The wiki world is running at a fever pitch right now. Socialtext has released Socialtext 2.0, Jotspot has been acquired by Google, Atlassian is approaching 2,000 enterprise customers and Microsoft will enter the space with Windows Sharepoint Services V3.
The enterprise market is hot. From the InternetNews article:
Rather than being driven by senior management, however, adoption is coming mainly from project managers and department-level executives.
Wikis can help companies stimulate innovation:
One reason is that wikis hold the promise of helping companies stimulate more innovation by their employees.
That’s important: 80 percent of CEOs see collaboration as being critical to growth, according to a survey conducted by IBM last March.
Jeff Nolan, the former head of venture capital at enterprise software vendor SAP, agreed that enterprises are struggling to find ways to stimulate innovation.
“Large enterprises are at the barrier of how they can create new ideas,” he told internetnews.com.
On supporting typical organizational activities:
Charles Hill, Lotus lead designer for social computing at IBM, said wikis are an ideal tool for supporting a group that’s trying to get on the same page about a project.
People involved in the project can add pages to the wiki or edit existing pages.

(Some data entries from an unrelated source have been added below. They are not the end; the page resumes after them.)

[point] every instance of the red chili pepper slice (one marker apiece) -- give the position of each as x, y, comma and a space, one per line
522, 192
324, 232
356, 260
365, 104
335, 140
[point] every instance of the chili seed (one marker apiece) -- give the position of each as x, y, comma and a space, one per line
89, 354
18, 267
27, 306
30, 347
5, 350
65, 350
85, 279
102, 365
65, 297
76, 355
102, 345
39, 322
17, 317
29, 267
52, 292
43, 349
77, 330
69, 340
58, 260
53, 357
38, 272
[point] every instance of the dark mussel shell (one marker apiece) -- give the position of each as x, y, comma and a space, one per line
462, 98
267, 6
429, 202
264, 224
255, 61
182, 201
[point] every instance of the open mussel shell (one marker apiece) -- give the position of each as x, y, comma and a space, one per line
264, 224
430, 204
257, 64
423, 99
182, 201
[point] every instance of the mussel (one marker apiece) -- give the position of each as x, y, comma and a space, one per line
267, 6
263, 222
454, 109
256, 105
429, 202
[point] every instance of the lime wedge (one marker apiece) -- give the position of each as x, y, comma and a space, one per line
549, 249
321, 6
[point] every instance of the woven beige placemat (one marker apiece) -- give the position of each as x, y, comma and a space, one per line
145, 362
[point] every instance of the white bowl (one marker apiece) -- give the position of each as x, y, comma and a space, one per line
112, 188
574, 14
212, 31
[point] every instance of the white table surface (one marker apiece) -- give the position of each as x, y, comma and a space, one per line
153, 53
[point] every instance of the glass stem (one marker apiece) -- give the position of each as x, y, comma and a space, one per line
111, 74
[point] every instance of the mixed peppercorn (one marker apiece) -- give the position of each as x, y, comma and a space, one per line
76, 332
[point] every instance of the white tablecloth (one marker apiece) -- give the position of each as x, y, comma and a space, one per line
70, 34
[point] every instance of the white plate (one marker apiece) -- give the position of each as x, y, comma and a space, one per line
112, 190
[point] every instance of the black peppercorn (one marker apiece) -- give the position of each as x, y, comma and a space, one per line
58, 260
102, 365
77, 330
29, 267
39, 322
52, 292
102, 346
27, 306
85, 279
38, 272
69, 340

Some enterprise wiki solutions also allow users to attach documents, generate blogs, RSS feeds and even transform wiki pages into e-mails.

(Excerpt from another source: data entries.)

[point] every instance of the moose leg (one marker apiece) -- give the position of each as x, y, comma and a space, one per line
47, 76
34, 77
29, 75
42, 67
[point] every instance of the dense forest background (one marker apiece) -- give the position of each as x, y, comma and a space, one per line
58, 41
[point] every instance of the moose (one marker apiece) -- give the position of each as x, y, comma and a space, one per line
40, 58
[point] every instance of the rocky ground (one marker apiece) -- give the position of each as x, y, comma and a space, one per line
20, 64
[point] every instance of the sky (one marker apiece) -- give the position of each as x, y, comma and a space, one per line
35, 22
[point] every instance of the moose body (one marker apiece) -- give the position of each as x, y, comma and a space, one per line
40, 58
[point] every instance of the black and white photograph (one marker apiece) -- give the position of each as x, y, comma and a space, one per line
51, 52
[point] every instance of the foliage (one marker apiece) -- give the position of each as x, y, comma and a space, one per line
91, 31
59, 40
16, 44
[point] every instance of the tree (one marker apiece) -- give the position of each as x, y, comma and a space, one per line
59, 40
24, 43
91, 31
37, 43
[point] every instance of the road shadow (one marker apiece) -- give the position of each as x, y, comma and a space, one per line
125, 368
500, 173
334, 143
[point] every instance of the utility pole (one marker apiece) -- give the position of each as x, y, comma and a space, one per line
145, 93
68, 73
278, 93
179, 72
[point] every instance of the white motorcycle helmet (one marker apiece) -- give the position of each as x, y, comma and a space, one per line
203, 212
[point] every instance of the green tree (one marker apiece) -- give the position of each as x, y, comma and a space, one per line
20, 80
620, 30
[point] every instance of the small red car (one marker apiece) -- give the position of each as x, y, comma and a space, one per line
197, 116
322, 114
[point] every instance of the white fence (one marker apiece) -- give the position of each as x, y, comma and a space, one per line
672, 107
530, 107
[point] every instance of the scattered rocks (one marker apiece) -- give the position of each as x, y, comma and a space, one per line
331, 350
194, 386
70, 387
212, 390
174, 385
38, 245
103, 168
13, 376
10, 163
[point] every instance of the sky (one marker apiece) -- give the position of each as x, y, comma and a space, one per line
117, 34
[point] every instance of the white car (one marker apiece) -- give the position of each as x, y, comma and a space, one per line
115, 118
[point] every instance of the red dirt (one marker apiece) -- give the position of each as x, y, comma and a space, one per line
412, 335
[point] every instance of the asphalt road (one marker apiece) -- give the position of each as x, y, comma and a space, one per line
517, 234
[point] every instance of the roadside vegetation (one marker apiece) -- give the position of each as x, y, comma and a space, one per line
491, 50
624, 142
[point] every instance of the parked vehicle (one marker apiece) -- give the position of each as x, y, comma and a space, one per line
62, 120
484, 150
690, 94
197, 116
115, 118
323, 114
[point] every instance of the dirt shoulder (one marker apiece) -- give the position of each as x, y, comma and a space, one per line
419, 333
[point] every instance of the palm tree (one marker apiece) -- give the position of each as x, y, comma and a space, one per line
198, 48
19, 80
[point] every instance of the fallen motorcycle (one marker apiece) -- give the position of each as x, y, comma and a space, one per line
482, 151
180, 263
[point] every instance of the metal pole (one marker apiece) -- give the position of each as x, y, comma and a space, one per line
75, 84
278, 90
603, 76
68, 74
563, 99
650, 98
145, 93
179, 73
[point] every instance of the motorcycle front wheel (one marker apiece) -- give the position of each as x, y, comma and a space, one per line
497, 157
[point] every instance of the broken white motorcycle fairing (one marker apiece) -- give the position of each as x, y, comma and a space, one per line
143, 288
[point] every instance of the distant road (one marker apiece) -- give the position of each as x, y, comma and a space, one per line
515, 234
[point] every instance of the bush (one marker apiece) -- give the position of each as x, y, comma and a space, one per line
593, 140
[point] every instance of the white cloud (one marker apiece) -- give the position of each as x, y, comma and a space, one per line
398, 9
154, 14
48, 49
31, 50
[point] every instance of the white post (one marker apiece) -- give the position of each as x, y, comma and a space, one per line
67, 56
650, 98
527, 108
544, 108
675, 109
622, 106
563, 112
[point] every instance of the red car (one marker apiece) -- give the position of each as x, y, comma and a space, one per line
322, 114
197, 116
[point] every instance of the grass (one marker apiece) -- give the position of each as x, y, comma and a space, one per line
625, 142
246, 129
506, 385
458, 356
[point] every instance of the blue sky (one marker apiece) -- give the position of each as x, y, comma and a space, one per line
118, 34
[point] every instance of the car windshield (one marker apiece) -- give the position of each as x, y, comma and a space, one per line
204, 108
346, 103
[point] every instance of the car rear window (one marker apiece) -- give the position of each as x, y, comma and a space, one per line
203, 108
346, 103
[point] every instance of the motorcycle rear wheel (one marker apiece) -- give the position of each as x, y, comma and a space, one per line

On controlling and segregating wiki content:
But companies should avoid the temptation to be overly controlling, noted Jotspot CEO Joe Kraus.
“You want to be restrictive when it comes to keeping information inside the four walls of the company. Within the company, you want to be more liberal than not,” he told internetnews.com.
Wikis also help address another problem companies have struggled with for years, which is how to collect and retain knowledge that is in people’s heads or in unstructured documents like e-mail.
Previous so-called knowledge-management solutions have foundered because people are loathe to spend time thanklessly regurgitating their experiences into some knowledge repository for the good of the company.
Wikis, on the other hand, are a more natural way for people to explain their thought processes and get kudos along the way.
“Wikis provide a social incentive to share knowledge,” Socialtext CEO Ross Mayfield told internetnews.com. “People don’t like filling in forms, but they enjoy telling stories about their day.”